I don’t usually do this but to “get” this blog you might like to go back a few months to the blog of January 17th titled, “Is It Good Enough?” It was about these blue cards I found that date back to the 70’s – sermons – typed – like on a typewriter – and filed away, forgotten till now.
I was reluctant to read them, not knowing what I would find: Were they good; have I grown; did I bring insight and meaning to my listeners? They are my “chameitz” – the yeast that causes the dough to rise. Passover is over but all that attention to labels and order freed me from the power of the past to bubble up and control me. Passover worked for me; it gave me the ability to start again knowing the doubts and sense of inadequacy would be back, but that’s why we play this Seder game year after year.
So the genie is out of the box.
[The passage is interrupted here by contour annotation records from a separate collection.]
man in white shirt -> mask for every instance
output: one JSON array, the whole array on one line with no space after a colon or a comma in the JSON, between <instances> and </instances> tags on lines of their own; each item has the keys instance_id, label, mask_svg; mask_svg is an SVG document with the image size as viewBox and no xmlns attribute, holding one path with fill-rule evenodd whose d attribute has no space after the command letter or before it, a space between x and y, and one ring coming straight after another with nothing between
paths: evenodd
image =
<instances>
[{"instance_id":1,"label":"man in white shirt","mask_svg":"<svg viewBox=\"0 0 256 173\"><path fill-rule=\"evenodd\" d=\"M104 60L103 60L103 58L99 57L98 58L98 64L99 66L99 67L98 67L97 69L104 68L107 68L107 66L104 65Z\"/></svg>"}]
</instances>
I’ve opened the files and on a beautiful Florida day, I schlepped them outside and sat in the sun reading my past. It helped that our granddaughter, Sammy, was sitting next to me. So here are a few reflections.
They are mostly High Holy Day Sermons and they are mostly too long. I think I love my words too much and find it hard to hit the delete button. But they are interesting in ways that surprise me. Themes reoccur: I talk a lot about my self and what I am struggling with (as a parent, a teacher, a believer, a skeptic). I talk a lot about Israel; it is fascinating to see how that conversation has changed over the years.
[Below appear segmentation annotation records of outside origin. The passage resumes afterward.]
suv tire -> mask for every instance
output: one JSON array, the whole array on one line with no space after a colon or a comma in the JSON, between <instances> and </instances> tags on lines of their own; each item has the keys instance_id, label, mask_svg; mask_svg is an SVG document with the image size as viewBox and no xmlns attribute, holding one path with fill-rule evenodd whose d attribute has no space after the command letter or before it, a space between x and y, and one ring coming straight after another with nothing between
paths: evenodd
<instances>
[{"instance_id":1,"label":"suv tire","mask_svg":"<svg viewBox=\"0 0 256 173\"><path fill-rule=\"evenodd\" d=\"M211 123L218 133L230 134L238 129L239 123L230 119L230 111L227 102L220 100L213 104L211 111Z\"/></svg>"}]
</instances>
There are some good stories that I have forgotten and can probably use again. Like: “When a Yeshiva student came to his Rebbe and boasted that he had gone through the Talmud five times, the Rebbe turned and asked: ‘And how many times has the Talmud gone through you?’” It leads me to ask: How much have these words gone through me?
My eyes were better then. I can’t believe the size of the typewriter font. But was my vision? I’m impressed that even then when Israel’s survival was sometimes in doubt, I thought out loud “survival can not be enough. We cannot be dependent on our enemies to define us.” Why be Jewish is not a rhetorical question; it touches the heart and the soul of each of us.
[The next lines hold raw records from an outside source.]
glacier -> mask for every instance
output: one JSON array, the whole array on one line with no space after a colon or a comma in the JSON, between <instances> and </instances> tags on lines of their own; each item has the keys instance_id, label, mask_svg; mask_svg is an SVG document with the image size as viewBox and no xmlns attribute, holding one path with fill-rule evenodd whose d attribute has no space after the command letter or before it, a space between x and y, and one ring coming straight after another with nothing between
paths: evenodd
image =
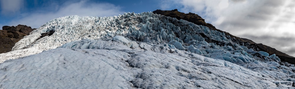
<instances>
[{"instance_id":1,"label":"glacier","mask_svg":"<svg viewBox=\"0 0 295 89\"><path fill-rule=\"evenodd\" d=\"M0 54L0 88L295 88L294 65L235 39L150 12L61 17Z\"/></svg>"}]
</instances>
Forty years ago, in 5736, (I dated my files by the Jewish year), I announced, “Babka is back” and in 5776 its back again. According to the Today show it is here to replace the cronut as the latest pastry obsession. Everything is cyclical or as we use to say in New Jersey: “What goes around comes around”. But that has a somewhat different connotation and usually involved a little bit of self-satisfying glee. It is good to be right. Which brings me to an ending. I wasn’t always good. I wasn’t always smart. But I tried and sweated out every word. I tried to reach beyond the lectern. I laughed when I read one of my sermon openings: “Relax – let down your defenses – I am not here to yell at you. I am here to search with you.” Yes – for leaven, for yeast, for anything that can help us rise above ourselves.
And by the way or to the point: where is there good Babka in South Florida (chocolate – the deep dark rich kind that doesn’t crumble when you cut it, that can be toasted and spread with butter.)? OMG, I’m in trouble.